If i could redo this course, I would have taken it simultaneously with the introduction to R course. On it's own it feels like a grab bag of information and it felt like I was delaying getting into the meat of things. That said, the information itself is very important and I found myself referring back to the lecture notes often.

by Paulo C M

Oct 31, 2016

Good introduction to basics. A few improvements are warranted:

Lessons could be reordered in a more logical progression, particularly when it comes to Git.
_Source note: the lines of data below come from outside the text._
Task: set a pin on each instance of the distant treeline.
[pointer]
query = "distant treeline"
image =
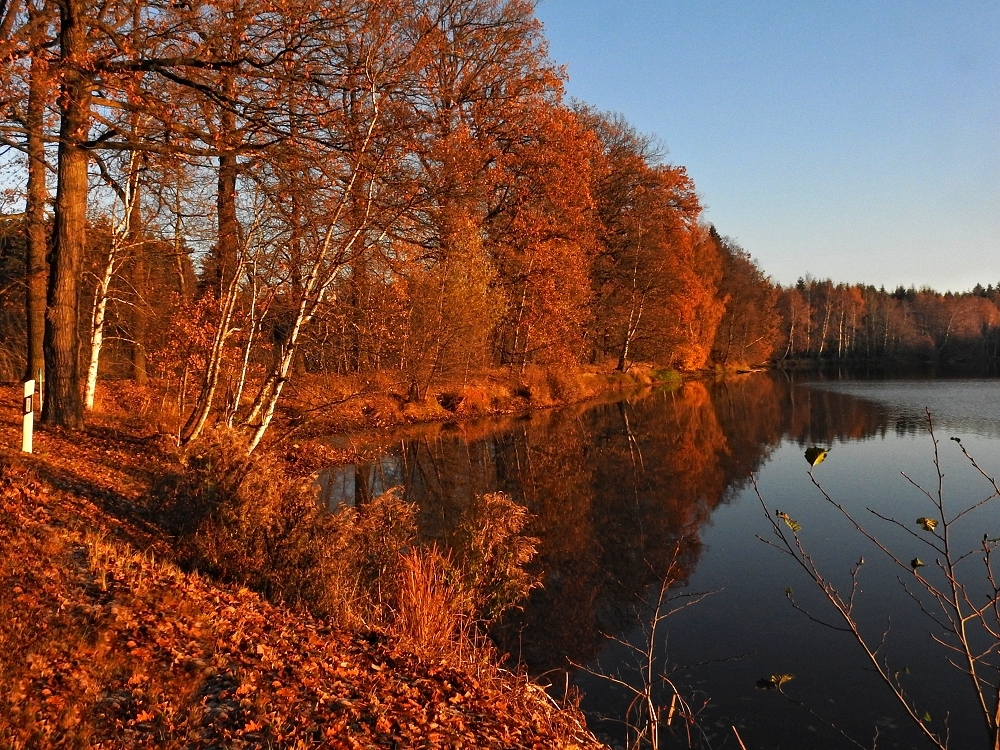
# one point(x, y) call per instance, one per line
point(228, 195)
point(823, 320)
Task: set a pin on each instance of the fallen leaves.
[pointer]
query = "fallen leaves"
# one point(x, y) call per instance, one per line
point(108, 646)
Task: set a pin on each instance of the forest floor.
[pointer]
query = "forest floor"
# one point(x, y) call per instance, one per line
point(108, 643)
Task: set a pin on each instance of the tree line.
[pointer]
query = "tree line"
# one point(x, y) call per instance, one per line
point(229, 194)
point(824, 320)
point(223, 195)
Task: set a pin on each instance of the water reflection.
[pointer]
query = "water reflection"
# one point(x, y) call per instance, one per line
point(617, 488)
point(614, 488)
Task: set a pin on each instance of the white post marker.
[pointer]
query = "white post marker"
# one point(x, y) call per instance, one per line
point(29, 415)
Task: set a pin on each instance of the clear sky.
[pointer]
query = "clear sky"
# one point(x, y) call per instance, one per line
point(852, 139)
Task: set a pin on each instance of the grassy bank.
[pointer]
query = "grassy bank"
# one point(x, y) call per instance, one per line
point(142, 604)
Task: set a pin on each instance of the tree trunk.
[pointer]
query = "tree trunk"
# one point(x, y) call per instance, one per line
point(63, 401)
point(38, 195)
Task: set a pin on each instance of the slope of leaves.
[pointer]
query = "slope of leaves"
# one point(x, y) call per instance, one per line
point(108, 644)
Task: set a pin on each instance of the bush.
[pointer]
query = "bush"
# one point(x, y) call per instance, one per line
point(242, 519)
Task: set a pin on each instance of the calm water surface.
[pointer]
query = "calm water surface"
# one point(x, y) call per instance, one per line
point(621, 491)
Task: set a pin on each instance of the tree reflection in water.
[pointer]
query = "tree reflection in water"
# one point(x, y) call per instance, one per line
point(615, 489)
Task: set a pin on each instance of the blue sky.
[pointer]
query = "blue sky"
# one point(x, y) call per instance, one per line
point(853, 140)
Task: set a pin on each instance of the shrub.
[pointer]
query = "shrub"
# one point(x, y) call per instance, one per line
point(242, 519)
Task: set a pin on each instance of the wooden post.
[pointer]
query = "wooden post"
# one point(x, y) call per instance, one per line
point(29, 415)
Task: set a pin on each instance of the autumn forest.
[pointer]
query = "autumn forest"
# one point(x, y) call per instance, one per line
point(222, 196)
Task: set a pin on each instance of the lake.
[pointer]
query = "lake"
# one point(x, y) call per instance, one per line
point(624, 491)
Gitbash is not easy or intuitive. A more structured approach (e.g. with cheat sheets, command glossaries, structure diagrams, debugging algorithms etc) would help assimilate it.

by Luiz F

May 22, 2016

The course is excelent for people who don't know anything about R, Rstudio, RmarkDown, Git, GiHub and other tools. However, for people who already know a little bit of those technologies, they will find it a little repetitive. Anyhow, the classes are awesome for you to get to learn to use those tools. Congratulations to the team.


May 29, 2020

Automated lecture are made using difficult english to understand, it feels like that robot keeps speaking continously without a stop and also the presentations in the videos makes me feel sleepy, if you use facecam that would be better for the learners but not for you i understand that. This course is little far from perfection.

by Sandra V

Sep 21, 2020

The content was clear and easy the first three weeks. But it was confused to me at 4h week and for the final presentation it was a lack of clear instructions, I was so sad because I had many troubles at the moment of commit, push and fork a file, I had to find external help and I thought I couldn't finish succesful the course


May 21, 2020

Excellent Course, very simple to understand and concisius. If you wish to learn data science and you dont have any idea about it this this is your course. Only the part of Git I wouldl like to be more explicit, because in one part there is not very clear how we have to create a text file with extension .md using Github. Thanks

by Ross B

Feb 10, 2020

Course was pretty good but the later lecture videos go really fast and are hard to keep up with. The main problem I had was when it covered R markdown it made no mention of having a LaTex program to create the pdf, I had to spend some time figuring out how to install and get one working in order to knit the markdown file.

by Jeff M

Oct 06, 2017

What needs to be made clearer is the need to go looking around the internet for help on the Git to Github work. I can see that one taking some time for students to work thru. On the other hand once students go throw the trouble of doing the research and working with the code/commands a strange thing happens - learning!!

by Cesar A d S P G

Aug 14, 2016

Expectations for simply meeting the baseline learning objectives or to outpoint it aren't exactly clear and there are two monitor strings that are far from being clear (15 minute guide on xyz).

Content and evaluations match in requirements. I learned a lot about softwares and databases in with which I can learn and work.

by Chinmoy C P

Mar 08, 2020

A high level view but very helpful for someone starting their Data Science journey. Good overall coverage of basics that helps in building a gradual understanding of the subject.

The only reason i haven't rated 5 stars is because there were lot of errors that i came across in the automated diction that need correction.

by Muneeb S

Feb 16, 2020

Organization of course was good. Sometimes, I felt that speed of the lecture is fast and I had to reduce the speed to 0.75% to understand important concepts. Improvements can be made in the transalation of text by robot, 'e-g' was being translated to EG instead of for example. Overall the content of the course was good

by Xuan L

Jan 13, 2016

A brief introduction and overview of data science and the specialization from JHU. It provides necessary information and materials for the following courses, but itself does not cover much technique details. Won't take long to accomplish but still necessary if you don't know Git, Github or background of data science.